The lighting could have been controlled in a number of kludgy, hacked-up ways, but it seemed like an investment was in order. Since we try to make the display as interactive as possible, we decided to buy VenueMagic, a software show controller. VenueMagic makes it very easy to add lighting and music cues that can be triggered by pressure mats and light beam sensors.

The triggers were attached to the 90’s era Maris hardware show controller we got off eBay a few years ago. The Maris is a pain in the butt to program, but it is easy enough to make it send a MIDI message when a trigger is tripped. VenueMagic uses the MIDI message to cue lighting on the stairs, sound effects and ultimately, the skeleton gag.

We also got additional amplification providing four 200 watt channels of audio. The dialog, music and sound effects were mixed into three channels. The dialog starts at the center channel then is spread to the side channels after a thunder and lightning cue. The thunder was set to “maximum impact” volume and that took out the small speakers in the yard. The speakers were replaced just before the witching hour.
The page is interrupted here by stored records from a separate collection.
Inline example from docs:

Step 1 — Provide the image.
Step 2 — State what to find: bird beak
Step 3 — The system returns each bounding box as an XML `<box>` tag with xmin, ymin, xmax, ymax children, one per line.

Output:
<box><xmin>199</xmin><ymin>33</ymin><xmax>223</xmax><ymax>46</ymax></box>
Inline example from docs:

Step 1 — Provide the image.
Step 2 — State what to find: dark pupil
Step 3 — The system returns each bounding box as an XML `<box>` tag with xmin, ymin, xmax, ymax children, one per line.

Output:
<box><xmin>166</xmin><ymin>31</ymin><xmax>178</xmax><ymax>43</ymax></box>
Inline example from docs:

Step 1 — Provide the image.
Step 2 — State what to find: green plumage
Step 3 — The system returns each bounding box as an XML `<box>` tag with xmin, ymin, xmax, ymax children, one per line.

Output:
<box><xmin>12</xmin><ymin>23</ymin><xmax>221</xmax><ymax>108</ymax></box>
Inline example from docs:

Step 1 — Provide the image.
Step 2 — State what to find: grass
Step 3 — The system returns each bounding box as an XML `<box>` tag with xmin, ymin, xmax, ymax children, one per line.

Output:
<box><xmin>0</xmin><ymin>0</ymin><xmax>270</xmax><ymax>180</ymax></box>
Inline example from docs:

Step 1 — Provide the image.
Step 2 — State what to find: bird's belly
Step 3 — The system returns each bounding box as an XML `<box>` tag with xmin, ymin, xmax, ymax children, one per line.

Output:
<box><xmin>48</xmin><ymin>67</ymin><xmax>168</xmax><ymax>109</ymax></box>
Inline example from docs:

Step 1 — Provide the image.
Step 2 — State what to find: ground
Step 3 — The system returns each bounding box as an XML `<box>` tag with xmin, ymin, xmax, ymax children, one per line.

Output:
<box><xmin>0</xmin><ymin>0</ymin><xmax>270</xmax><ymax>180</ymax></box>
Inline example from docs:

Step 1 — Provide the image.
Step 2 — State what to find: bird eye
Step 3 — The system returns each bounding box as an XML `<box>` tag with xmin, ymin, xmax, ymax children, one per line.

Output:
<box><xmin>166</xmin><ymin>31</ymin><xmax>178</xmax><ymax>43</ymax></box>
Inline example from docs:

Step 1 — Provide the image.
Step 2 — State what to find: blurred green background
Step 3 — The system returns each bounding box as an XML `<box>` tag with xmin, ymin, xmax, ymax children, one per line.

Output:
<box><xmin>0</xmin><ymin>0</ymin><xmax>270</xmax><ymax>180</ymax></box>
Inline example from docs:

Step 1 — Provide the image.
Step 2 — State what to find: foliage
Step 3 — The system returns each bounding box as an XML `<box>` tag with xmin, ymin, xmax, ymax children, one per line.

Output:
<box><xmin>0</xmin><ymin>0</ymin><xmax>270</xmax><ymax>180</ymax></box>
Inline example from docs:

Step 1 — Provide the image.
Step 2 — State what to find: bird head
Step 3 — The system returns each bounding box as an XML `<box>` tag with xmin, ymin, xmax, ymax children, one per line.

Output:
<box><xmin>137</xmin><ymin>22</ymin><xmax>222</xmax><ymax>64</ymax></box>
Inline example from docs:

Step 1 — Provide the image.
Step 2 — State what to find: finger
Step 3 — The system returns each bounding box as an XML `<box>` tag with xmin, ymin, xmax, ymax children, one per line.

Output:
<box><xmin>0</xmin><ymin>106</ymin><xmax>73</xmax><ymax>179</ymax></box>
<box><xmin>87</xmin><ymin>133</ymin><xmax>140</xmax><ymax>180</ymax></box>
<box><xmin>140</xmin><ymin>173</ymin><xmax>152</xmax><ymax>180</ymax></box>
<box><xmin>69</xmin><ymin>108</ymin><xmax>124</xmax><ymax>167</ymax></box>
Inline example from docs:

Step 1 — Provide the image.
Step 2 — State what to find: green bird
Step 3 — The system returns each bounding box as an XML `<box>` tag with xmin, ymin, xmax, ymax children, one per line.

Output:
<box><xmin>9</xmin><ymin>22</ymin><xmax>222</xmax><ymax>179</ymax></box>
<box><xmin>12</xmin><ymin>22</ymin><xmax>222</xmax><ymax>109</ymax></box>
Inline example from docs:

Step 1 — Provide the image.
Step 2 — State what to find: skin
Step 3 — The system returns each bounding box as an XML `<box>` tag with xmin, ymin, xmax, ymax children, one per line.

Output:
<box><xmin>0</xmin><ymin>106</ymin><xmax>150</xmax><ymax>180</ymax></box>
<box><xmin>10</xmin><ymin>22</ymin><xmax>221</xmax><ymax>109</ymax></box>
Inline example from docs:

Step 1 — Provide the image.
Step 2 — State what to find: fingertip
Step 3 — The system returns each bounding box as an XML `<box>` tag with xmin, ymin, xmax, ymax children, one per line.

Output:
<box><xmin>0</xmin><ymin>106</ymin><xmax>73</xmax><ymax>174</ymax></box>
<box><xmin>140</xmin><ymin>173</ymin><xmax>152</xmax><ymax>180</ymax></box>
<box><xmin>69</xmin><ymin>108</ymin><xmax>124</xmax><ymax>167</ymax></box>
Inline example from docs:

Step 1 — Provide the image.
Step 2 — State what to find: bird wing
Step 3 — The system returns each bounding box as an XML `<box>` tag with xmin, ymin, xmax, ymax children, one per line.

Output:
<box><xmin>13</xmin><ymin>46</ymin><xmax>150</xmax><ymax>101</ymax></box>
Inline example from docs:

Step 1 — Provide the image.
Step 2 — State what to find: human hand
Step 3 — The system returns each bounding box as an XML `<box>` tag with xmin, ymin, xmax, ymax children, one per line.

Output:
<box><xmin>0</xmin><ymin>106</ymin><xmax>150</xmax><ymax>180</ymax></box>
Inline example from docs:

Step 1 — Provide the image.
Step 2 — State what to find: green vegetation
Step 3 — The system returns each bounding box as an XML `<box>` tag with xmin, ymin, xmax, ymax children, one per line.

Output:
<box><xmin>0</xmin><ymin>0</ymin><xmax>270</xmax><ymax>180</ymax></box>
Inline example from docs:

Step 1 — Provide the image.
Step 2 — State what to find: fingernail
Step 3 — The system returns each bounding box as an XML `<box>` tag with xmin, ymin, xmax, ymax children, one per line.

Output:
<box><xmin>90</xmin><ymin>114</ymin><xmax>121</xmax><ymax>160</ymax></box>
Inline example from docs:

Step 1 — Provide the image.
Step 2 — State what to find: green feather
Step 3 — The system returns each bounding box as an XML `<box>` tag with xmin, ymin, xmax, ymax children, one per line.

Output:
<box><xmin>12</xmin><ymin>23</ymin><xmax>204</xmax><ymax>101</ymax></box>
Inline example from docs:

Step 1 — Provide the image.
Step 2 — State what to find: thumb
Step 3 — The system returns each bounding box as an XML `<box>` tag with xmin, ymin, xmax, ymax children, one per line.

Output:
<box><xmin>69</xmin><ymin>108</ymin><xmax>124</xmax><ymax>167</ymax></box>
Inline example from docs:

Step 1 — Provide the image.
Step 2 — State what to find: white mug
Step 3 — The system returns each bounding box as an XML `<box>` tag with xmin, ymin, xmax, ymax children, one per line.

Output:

We still had one channel left. At the last second we decided to add a cat screech next to the stairs. The cat, which took less than an hour to setup, would become the big scare of the display.

We had about 220 kids this year – a little less than last year. The display ended up being more fun than scary and the entire experience was less than a minute long. But we had fans – a pack of little girls who visited so many times that they ultimately tried to scare us. That made it worthwhile.